「つ、ついた…」


日本時間12日にして、ドイツ時間11日の夕方無事到着。


「大丈夫か?」

「うん、大丈夫…。ちょっと時差ボケがね。やっぱり慣れないなぁ…」

「お疲れ様でした。仮眠を取られるんでしたらホテルを用意してありますのでそちらで休んでくださいね」

「ありがとうトーリス君。二人もゆっくり休んでね」

「超疲れたしー」

「フェリクスは途中寝てたでしょ!もー…」


降り立ったドイツの土地に少し心がざわついた。
ここがドイツか…。


「これからどうする?直接家に押しかけるか?」

「そうだね…。でもルート君は行けないんだよね?お父さんとの約束だし…」

「いや、いいんだ…もう。自分の幸せを捨ててまで俺を守ってくれた兄さん為に…今度は俺が兄さんを守りたいんだ」

「そっか…」


ルート君も色々考えて、自分なりの答えを出したのかな。


「とりあえずホテルに行こっか。

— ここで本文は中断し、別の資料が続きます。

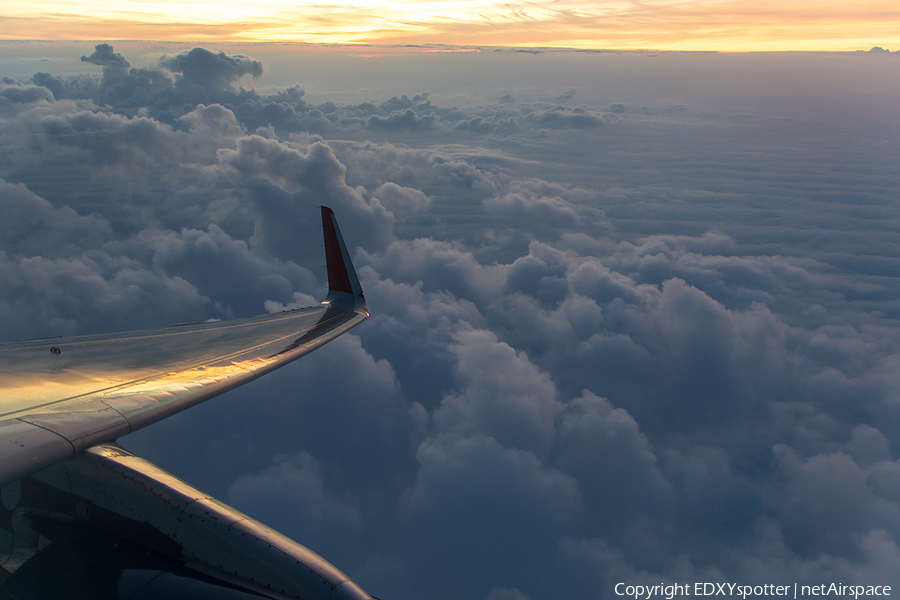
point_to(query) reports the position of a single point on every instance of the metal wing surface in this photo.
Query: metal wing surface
(61, 396)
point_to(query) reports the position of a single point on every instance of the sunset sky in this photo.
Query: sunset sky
(721, 25)
(634, 315)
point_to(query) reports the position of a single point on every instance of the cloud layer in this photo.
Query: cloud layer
(629, 341)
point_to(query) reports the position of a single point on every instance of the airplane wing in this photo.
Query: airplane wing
(65, 401)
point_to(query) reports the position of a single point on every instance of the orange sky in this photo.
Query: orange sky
(724, 25)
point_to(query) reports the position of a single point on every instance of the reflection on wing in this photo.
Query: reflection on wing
(64, 401)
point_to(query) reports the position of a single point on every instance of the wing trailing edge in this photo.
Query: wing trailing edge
(61, 396)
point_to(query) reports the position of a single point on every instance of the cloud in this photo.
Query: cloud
(605, 345)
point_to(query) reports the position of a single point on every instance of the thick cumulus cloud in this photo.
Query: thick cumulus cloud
(607, 344)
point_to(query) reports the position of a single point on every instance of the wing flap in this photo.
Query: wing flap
(26, 448)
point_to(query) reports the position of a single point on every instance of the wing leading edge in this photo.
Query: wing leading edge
(61, 396)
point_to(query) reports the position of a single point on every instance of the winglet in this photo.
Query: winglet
(343, 284)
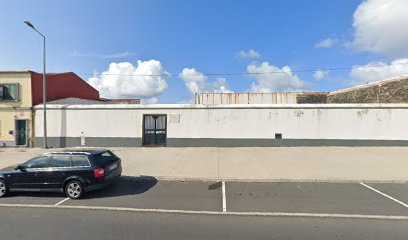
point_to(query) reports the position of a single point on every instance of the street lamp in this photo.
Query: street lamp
(44, 85)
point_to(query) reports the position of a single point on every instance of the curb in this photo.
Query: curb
(260, 180)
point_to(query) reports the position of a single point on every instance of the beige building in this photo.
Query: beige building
(21, 90)
(15, 108)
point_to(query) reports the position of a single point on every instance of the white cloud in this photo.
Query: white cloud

まずは少し休んでからじゃないとひ弱な君達はすぐ倒れちゃいそうだからね」

「誰がひ弱だこのマフラー男…!」

「君のそういう反抗心の強いとこ嫌いじゃないよアーサー君。でも雪の中に埋めてやりたいとは思ってるけどね〜」

「んだと…」

「喧嘩なんてしてる場合じゃないでしょ…。とにかく休んでこれからどうすればギルに会えるか考えてみようよ」

「それが一番の得策だな」

「ではこちらにどうぞ」


何時の間にか用意された車に乗り込み、トーリス君の運転でとても綺麗なホテルに到着した。


「すみません、急なもので最上階のスイート一室しか取れませんでした…。中で部屋が三つに分かれているので自由にお使いくださいね」

「あのねぇトーリス君…君ちょっと出来が良すぎるんじゃないのかなぁ…」

「え?そ、そうですか…?」

「僕の一番の部下だもんね!」

「若いのに凄いなぁ…」


案内された最上階にあるスイートルームに入り、腰を下ろせば体が十センチ近くは沈むであろうソファーに腰掛け旅の疲れを癒した。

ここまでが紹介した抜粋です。